Maes Justine, Gesquière Simon, Maes Alex, Sathekge Mike, Van de Wiele Christophe
Department of Nuclear Medicine, AZ Groeninge, 8500 Kortrijk, Belgium.
Department of Nuclear Medicine, University Hospital Ghent, 9000 Ghent, Belgium.
Cancers (Basel). 2024 Oct 1;16(19):3369. doi: 10.3390/cancers16193369.
Positron emission tomography (PET) using radiolabeled prostate-specific membrane antigen targeting PET-imaging agents has been increasingly used over the past decade for imaging and directing prostate carcinoma treatment. Here, we summarize the available literature data on radiomics and machine learning using these imaging agents in prostate carcinoma. Gleason scores derived from biopsy and after resection are discordant in a large number of prostate carcinoma patients. Available studies suggest that radiomics and machine learning applied to PSMA-radioligand avid primary prostate carcinoma might be better performing than biopsy-based Gleason-scoring and could serve as an alternative for non-invasive GS characterization. Furthermore, it may allow for the prediction of biochemical recurrence with a net benefit for clinical utilization. Machine learning based on PET/CT radiomics features was also shown to be able to differentiate benign from malignant increased tracer uptake on PSMA-targeting radioligand PET/CT examinations, thus paving the way for a fully automated image reading in nuclear medicine. As for prediction to treatment outcome following Lu-PSMA therapy and overall survival, a limited number of studies have reported promising results on radiomics and machine learning applied to PSMA-targeting radioligand PET/CT images for this purpose. Its added value to clinical parameters warrants further exploration in larger datasets of patients.

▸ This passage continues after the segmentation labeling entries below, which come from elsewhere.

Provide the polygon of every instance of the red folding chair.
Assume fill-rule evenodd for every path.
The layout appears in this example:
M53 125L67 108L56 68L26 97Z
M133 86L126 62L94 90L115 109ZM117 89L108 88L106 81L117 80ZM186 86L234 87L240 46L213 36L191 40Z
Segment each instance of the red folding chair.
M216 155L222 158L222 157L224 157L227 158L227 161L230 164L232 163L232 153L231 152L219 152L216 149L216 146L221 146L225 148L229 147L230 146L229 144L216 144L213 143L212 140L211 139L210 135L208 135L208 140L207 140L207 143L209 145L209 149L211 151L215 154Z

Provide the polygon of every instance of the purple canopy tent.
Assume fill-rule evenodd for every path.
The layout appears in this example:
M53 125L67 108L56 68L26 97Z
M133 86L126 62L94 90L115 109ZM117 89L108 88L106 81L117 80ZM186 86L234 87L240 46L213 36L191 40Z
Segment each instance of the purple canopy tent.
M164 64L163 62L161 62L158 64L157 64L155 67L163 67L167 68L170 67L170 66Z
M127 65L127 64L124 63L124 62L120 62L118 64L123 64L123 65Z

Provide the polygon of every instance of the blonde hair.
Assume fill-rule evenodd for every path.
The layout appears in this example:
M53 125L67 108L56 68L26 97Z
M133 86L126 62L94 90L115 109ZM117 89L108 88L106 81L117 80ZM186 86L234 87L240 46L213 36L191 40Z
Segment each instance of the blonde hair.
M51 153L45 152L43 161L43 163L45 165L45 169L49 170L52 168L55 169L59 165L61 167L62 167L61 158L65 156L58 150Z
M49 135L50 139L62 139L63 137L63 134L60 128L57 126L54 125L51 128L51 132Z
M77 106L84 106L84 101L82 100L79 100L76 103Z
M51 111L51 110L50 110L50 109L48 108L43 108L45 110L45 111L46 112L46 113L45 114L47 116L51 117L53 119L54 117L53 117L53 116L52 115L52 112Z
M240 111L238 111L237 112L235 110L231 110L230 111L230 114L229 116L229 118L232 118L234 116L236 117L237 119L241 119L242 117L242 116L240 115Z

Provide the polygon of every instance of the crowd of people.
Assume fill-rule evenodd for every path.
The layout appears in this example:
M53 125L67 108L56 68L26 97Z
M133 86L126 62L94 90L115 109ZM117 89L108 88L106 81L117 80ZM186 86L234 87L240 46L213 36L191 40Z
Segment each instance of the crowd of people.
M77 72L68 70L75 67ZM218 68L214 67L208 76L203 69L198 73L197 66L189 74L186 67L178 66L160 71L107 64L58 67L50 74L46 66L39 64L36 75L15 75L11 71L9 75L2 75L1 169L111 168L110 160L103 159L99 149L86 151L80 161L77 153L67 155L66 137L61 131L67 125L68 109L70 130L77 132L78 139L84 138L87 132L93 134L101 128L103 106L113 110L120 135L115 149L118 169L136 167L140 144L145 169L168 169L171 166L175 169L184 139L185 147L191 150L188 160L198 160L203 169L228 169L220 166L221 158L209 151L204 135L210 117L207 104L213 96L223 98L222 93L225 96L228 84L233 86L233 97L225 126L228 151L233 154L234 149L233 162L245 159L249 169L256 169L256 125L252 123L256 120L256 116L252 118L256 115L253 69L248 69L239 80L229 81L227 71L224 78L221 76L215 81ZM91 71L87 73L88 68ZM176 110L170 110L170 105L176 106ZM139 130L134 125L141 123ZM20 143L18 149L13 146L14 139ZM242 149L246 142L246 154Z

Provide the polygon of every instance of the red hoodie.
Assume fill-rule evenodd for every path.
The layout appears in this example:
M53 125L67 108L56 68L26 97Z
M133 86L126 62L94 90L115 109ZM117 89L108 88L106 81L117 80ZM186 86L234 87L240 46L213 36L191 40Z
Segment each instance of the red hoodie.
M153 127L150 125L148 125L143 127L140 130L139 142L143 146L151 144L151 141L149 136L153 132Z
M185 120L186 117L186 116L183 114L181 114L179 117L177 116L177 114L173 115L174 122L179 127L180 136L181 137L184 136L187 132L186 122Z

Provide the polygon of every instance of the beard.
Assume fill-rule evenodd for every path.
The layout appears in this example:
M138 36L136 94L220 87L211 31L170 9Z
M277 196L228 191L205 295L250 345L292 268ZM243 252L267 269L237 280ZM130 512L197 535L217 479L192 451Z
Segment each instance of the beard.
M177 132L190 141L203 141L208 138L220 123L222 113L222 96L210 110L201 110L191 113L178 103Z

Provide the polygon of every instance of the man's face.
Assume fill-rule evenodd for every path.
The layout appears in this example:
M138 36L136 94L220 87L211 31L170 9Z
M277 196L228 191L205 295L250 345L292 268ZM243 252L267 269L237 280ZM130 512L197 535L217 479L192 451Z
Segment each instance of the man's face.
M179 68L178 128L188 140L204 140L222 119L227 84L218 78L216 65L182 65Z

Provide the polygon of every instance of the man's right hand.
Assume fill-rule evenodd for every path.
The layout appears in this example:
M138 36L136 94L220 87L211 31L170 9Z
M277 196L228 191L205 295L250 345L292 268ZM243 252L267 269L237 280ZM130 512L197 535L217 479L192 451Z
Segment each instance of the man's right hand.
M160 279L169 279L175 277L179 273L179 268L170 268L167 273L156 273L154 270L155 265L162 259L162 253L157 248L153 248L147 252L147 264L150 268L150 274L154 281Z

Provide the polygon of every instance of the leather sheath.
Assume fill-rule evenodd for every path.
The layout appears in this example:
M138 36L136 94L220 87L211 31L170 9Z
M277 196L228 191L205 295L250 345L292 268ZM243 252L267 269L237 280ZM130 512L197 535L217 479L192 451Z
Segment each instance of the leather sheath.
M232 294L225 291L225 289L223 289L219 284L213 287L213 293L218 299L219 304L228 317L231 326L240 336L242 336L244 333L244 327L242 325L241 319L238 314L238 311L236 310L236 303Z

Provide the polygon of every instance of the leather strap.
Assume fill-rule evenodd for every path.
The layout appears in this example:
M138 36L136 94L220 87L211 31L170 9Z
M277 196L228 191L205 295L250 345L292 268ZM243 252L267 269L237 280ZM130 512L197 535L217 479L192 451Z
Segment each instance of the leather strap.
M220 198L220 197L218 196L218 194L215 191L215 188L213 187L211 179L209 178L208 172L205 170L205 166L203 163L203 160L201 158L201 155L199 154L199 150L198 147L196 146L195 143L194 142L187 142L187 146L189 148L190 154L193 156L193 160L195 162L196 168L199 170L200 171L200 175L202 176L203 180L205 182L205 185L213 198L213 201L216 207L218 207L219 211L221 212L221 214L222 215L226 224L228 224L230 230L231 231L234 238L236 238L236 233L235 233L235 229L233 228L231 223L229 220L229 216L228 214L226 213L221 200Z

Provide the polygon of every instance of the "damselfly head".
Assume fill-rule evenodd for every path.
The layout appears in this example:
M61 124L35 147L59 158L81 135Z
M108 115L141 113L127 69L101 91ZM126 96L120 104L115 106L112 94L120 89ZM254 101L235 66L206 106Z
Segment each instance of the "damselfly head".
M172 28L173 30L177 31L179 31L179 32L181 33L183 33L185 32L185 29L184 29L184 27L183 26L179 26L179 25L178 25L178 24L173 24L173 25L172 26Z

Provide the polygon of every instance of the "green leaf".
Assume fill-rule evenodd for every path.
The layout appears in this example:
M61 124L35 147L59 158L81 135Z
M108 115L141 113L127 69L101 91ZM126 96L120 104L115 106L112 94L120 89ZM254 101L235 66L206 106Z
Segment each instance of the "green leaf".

在过去十年中,使用放射性标记的前列腺特异性膜抗原靶向PET成像剂的正电子发射断层扫描(PET)越来越多地用于前列腺癌的成像和治疗指导。在此,我们总结了关于在前列腺癌中使用这些成像剂的放射组学和机器学习的现有文献数据。在大量前列腺癌患者中,活检得出的Gleason评分与切除后的评分不一致。现有研究表明,应用于PSMA放射性配体摄取阳性的原发性前列腺癌的放射组学和机器学习可能比基于活检的Gleason评分表现更好,并且可以作为非侵入性GS特征描述的替代方法。此外,它可能有助于预测生化复发,对临床应用有净益处。基于PET/CT放射组学特征的机器学习还显示,能够在PSMA靶向放射性配体PET/CT检查中区分良性和恶性的示踪剂摄取增加,从而为核医学中的全自动图像解读铺平了道路。至于预测Lu-PSMA治疗后的治疗结果和总生存期,少数研究报告了将放射组学和机器学习应用于PSMA靶向放射性配体PET/CT图像在这方面取得的有前景的结果。其对临床参数的附加价值值得在更大的患者数据集中进一步探索。